Section 5.20 Angular Momentum
There is one last translational quantity for which you can write an angular analogue: momentum. This angular analogue is known as angular momentum.
Definition 5.20.1. Angular Momentum for a Rigid Object.
The angular momentum of a rigid object about a given axis is the product of the object’s moment of inertia and angular velocity about that axis:
\begin{equation*}
\vec{L} = I\vec{\omega}
\end{equation*}
Interestingly, it is not only rotating rigid objects that have angular momentum. Any object with translational momentum also has angular momentum, as long as it is moving perpendicular to some axis!
Definition 5.20.2. Angular Momentum for a Point Particle.
The angular momentum of a point particle about a given axis is the cross product between the object’s position and its translational momentum:
\begin{equation*}
\vec{L} = \vec{r} \times \vec{p}
\end{equation*}
One especially critical feature of angular momentum (along with many other angular quantities) for a point particle is that it depends on your choice of axis. Interestingly, the angular momentum of a rotating rigid object does not depend on your choice of axis (because it is actually rotating around a fixed axis!).
Exercises Activities
1. Summarize What You Learned - Angular Momentum.

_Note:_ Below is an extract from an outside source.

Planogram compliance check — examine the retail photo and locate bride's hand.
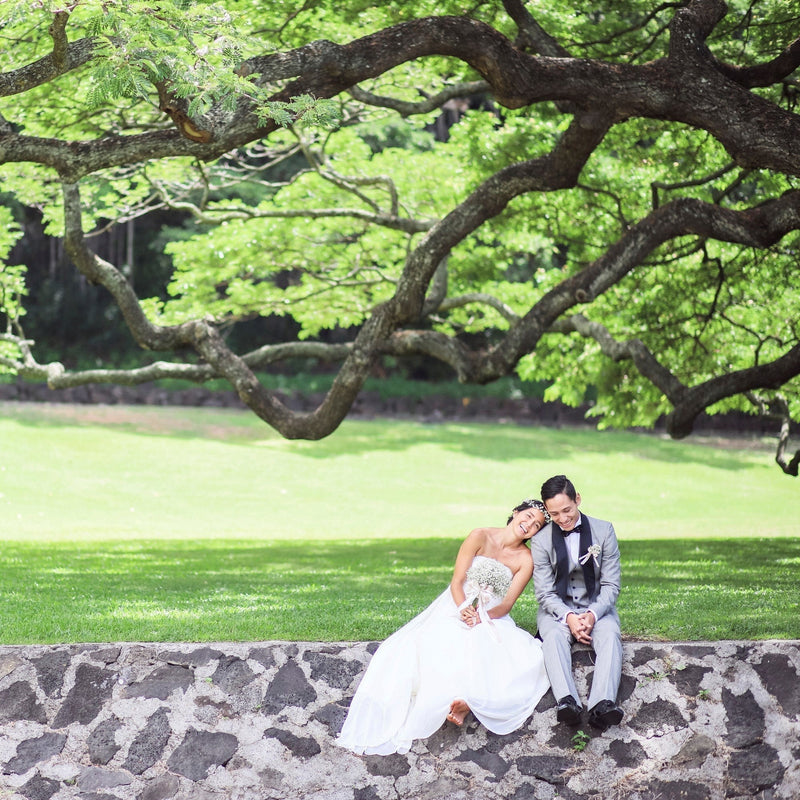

Write a 1-2 sentence description of what the definitions of angular momentum say in words. How can you tell which definition to use?
2. Sensemaking: Units.
What are the units of angular momentum? How do they compare to the units of translational momentum?
3. Explanation: Adding Momentum?
Suppose a friend of yours wrote down the following equation for something they call the "total momentum": \(\vec{p} + \vec{L}\text{.}\) How could you convince your friend that this equation is incorrect, and that there cannot be such a thing as total momentum.
Hint.Look at the units you found for the angular momentum.